2020-12-02T19:40:10.126Z


Donald Trump has spoken a lot about “election fraud”. But the US President means something other than fake ballot papers, comment Ivan Krastev and Stephen Holmes.


Donald Trump has spoken a lot about “election fraud”.

But the US President means something other than fake ballot papers, comment Ivan Krastev and Stephen Holmes.

  • It was only weeks after the US election that Donald Trump announced that he would vacate the White House for Joe Biden if he lost.

  • But the incumbent US president has not yet admitted this defeat - a quite unprecedented event in US history.

  • In an astute analysis, experts Ivan Krastev and Stephen Holmes set out possible deeper reasons for Trump's behavior.

  • This article is available in

    German

    for the first time 

     - it was first published on November 18 by

    Foreign Policy

    magazine 

    .

"If they steal the 2020 election, there will be no 2024 election!"

Loudspeaker announcement during the "Stop the Steal" demonstration by US President Donald Trump's supporters against alleged election fraud on Pennsylvania Avenue in Washington on November 14th.

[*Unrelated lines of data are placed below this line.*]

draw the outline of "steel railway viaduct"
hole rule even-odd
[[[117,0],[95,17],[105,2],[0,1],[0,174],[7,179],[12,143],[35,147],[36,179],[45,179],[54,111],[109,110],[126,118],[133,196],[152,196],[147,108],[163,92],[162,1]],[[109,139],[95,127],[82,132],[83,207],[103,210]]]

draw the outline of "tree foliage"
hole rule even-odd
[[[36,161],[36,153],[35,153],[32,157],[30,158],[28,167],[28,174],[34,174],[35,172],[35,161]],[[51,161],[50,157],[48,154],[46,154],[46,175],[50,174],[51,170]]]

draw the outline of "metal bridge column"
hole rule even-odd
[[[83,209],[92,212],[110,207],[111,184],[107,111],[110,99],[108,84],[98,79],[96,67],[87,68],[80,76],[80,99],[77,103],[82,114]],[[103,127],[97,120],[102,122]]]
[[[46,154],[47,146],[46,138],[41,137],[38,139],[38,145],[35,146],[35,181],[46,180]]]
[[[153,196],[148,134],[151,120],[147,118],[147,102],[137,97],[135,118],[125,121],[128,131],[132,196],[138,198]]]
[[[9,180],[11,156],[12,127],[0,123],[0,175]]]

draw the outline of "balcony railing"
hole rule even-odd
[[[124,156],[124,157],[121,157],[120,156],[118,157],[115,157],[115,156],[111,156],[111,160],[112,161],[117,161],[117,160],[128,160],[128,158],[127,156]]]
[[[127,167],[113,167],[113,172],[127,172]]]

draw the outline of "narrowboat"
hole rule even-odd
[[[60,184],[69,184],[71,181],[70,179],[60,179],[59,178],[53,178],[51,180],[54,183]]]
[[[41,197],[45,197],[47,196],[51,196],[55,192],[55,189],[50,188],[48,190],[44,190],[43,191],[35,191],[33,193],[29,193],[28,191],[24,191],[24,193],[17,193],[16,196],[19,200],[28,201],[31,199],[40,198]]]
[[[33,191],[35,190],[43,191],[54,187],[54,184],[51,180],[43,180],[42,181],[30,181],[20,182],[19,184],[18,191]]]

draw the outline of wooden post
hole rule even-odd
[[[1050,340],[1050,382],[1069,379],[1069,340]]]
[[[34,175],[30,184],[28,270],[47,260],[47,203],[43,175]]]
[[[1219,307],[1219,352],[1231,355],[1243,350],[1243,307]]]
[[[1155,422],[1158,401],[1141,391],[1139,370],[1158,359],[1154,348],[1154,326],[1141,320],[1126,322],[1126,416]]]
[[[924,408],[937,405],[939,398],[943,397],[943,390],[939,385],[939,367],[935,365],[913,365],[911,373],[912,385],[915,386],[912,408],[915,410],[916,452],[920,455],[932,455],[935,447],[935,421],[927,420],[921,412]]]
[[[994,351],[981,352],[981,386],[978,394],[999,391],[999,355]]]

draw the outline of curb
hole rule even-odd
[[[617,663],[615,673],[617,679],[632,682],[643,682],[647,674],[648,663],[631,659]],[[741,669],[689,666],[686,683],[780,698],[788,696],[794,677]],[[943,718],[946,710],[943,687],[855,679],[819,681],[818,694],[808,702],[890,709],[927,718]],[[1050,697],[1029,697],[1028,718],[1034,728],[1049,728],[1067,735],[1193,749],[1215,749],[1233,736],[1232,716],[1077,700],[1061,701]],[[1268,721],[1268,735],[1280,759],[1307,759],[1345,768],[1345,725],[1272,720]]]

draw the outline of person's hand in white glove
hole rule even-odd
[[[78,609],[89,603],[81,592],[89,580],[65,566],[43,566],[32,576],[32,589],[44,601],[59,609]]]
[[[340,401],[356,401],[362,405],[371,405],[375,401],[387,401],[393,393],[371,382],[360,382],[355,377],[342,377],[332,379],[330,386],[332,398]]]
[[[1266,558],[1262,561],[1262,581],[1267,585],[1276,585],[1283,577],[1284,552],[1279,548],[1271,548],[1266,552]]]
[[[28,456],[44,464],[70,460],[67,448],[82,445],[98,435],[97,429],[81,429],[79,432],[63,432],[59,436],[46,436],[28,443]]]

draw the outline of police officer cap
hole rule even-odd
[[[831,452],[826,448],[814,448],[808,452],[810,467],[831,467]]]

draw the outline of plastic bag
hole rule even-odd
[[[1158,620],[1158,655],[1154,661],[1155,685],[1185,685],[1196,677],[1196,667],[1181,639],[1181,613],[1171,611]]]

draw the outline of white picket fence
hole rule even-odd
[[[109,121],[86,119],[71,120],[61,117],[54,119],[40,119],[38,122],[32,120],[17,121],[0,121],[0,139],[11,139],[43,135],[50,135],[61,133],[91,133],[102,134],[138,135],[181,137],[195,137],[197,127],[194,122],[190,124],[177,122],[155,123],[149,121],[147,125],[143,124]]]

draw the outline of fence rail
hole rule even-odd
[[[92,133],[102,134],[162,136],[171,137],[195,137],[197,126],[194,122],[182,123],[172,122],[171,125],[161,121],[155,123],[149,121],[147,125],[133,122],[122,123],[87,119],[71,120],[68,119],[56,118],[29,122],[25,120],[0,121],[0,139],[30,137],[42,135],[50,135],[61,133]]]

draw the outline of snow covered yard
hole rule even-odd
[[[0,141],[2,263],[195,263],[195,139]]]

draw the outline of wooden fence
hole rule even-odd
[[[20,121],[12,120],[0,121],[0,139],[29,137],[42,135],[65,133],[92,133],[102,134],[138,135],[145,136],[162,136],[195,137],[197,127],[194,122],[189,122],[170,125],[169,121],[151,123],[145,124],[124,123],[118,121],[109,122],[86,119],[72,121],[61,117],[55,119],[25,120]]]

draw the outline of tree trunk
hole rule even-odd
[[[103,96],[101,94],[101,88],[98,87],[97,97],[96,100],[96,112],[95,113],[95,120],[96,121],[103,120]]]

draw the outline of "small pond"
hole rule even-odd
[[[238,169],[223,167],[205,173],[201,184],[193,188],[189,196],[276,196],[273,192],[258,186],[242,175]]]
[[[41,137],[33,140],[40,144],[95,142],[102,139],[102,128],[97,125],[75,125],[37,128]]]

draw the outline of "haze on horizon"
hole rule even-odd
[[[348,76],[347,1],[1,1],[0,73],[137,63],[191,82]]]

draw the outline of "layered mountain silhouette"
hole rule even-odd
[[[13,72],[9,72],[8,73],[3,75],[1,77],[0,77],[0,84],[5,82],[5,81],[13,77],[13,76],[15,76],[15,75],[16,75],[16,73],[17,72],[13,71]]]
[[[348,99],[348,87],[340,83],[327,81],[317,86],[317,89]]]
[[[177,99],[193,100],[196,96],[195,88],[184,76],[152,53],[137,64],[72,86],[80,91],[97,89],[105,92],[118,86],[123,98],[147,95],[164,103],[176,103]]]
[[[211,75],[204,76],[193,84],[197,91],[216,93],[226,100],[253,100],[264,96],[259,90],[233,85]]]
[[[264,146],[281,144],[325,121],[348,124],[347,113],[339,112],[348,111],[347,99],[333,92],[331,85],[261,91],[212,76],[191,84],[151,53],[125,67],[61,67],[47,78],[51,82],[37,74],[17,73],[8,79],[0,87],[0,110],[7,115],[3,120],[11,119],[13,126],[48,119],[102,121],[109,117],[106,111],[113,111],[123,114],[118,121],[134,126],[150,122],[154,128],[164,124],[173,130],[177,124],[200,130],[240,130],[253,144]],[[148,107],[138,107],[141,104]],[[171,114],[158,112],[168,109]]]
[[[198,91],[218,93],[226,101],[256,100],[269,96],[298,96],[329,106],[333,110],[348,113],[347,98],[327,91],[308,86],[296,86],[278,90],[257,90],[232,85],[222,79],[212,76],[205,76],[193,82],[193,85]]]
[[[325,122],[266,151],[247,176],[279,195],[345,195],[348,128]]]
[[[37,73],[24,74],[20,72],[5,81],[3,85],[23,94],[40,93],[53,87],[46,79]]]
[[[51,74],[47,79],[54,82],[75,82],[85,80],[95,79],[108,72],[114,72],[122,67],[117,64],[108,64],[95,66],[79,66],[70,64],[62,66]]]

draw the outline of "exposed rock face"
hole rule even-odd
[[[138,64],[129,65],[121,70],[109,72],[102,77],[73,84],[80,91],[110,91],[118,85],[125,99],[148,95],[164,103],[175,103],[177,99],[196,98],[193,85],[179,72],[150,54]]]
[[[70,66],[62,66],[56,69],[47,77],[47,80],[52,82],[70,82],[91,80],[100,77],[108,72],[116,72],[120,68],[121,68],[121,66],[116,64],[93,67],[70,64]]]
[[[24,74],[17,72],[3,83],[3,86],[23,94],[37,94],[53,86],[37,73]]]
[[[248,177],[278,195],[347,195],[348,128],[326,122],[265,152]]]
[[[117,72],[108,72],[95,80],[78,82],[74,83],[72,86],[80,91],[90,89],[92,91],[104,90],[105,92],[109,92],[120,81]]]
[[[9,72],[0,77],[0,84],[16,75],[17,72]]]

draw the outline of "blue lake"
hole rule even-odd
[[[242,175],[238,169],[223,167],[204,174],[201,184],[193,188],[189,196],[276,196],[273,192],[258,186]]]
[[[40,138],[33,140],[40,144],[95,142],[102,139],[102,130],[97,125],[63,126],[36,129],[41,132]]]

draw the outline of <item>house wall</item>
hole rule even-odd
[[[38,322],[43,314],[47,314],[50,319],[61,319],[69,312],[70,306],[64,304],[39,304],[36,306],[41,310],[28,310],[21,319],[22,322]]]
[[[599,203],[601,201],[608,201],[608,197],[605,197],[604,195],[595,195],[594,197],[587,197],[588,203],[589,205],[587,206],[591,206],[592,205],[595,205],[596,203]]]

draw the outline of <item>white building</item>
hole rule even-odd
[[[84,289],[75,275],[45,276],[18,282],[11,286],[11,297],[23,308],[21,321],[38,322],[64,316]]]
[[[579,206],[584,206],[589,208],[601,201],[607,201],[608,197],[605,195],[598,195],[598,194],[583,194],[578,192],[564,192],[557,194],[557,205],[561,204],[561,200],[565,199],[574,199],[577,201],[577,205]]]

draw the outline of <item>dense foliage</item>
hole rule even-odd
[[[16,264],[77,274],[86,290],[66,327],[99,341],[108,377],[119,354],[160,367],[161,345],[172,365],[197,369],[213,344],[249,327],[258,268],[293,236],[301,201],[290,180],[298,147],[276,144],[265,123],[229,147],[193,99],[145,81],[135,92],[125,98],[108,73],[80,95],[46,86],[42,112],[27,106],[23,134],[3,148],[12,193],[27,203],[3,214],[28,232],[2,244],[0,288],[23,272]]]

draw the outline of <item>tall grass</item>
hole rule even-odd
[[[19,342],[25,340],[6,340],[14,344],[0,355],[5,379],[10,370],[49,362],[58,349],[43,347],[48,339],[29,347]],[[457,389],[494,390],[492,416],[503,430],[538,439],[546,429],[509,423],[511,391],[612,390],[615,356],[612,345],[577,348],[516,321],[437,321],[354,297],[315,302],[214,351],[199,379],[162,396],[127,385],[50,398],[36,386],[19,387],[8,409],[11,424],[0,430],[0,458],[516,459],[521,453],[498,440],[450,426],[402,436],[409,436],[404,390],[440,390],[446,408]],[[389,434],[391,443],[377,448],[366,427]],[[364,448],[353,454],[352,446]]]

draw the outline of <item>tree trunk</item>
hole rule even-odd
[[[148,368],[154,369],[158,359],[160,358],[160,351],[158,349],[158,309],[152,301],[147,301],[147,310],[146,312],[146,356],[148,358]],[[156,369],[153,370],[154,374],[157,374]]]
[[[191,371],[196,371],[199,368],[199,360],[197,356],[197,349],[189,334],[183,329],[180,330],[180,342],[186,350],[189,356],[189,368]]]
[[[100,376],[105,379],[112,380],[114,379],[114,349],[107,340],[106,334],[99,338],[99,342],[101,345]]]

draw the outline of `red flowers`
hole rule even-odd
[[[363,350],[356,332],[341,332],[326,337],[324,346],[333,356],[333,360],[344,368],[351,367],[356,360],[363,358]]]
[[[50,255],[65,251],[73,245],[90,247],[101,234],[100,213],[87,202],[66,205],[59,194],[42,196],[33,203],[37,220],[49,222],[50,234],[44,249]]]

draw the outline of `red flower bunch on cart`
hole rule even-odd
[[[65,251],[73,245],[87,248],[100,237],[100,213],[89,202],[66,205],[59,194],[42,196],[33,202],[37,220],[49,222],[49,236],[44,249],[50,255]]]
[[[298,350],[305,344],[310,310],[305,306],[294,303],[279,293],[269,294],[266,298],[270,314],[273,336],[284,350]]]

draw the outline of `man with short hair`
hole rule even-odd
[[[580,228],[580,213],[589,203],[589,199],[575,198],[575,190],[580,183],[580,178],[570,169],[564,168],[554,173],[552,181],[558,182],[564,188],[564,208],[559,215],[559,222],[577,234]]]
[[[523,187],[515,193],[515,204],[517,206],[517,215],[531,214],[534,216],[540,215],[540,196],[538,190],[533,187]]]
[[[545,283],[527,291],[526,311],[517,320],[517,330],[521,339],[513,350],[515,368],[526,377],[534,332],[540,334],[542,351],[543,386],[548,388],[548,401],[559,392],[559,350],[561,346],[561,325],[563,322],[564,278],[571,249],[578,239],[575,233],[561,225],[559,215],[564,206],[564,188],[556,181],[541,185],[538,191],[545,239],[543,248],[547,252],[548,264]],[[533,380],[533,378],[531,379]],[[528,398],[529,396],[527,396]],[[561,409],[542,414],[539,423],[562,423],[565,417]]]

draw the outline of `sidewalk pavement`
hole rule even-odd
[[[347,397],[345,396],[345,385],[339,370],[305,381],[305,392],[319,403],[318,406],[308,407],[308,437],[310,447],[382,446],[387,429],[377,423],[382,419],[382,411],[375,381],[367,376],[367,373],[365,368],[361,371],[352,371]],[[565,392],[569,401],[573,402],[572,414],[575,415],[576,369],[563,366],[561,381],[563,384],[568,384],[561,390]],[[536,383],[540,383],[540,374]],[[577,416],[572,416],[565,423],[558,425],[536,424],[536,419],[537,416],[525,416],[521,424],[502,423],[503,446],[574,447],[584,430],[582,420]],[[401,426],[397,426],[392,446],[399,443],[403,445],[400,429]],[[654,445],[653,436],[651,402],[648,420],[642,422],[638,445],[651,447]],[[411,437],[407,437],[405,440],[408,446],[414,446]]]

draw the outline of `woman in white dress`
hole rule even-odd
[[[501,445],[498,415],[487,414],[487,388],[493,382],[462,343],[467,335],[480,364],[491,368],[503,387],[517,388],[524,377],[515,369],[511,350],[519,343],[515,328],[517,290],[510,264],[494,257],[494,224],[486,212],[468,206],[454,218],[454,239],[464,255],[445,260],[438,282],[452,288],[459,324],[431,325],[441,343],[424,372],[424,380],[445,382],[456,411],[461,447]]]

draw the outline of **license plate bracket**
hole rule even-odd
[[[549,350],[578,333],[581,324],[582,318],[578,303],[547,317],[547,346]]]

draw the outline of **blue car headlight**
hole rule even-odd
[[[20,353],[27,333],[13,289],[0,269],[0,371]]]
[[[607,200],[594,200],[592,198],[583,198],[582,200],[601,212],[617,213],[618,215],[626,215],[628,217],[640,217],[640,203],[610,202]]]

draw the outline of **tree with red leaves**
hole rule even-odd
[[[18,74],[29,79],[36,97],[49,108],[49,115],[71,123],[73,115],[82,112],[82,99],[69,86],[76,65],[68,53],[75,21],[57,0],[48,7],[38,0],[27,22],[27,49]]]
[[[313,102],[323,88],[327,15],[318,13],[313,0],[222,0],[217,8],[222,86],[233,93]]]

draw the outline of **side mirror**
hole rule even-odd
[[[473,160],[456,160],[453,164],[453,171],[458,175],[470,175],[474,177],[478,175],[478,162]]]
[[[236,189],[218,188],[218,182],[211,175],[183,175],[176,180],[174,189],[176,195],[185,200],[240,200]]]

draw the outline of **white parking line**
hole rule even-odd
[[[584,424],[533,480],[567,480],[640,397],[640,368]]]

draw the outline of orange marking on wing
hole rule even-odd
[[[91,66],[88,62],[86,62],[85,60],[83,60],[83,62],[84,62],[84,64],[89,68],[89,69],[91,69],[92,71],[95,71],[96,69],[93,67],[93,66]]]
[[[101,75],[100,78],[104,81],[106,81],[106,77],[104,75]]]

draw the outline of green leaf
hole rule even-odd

It will probably be a while before the members of the ever smaller circle of

confidants around US President Donald Trump

unpack in their memoirs and report in lurid details of the first reactions in the White House when

Joe Biden

was elected President -elect ") of the

United States

.

While we've already got a rough idea of ​​the extent of the anger and flurry of conspiracy theories, we're likely to have a surprise ahead of us when the whole

mess of hopeless tricks

that Trump and his entourage have desperately hatched reveals itself around them to somehow cling to power.

But regardless of what happens next, his long-headline-making

refusal to acknowledge Biden's victory

, meanwhile, raises a deeper question and focuses on a mystery at the core of democratic politics: why should losers, especially if they are incumbents, willingly one Accept defeat?

Commentators are divided when it comes to explaining the desperate last-minute moves he has made

to prevent

official confirmation of election results

.

Many express his psychological or strategic aversion to being a loser.

Didn't he always claim, when his reckless business ventures went downhill, that he had achieved another great achievement;

as if mere presentation as such could reverse defeat?

Other, more cynical viewers assumed he was simply tricking his followers into making payments online to a

fictional legal defense

fund to fill their own pockets.

Still others argued that he is overturning the established transition process at the White House in order to recapture the limelight he has lost since he was voted out: what better way to regain control of the news cycle than by ending the? threatening American democracy?

Trump's departure: Putin, Gulf states, money laundering - why is the US president delaying the admission of defeat?

Alternatively, some die-hard

Trump critics

have speculated

that the US president is desperately hesitating to give Biden's preparation teams access to government offices to destroy evidence of money laundering and related crimes.

And some people suggest that Trump is taking advantage of the shamelessly long transition period between governments that is customary in the USA to lift the secrecy of information that

could be helpful

for

Russian President Vladimir Putin

and to send sophisticated weapon systems to Gulf states - in each case, of course, in return for bribes or favors beyond January 20th.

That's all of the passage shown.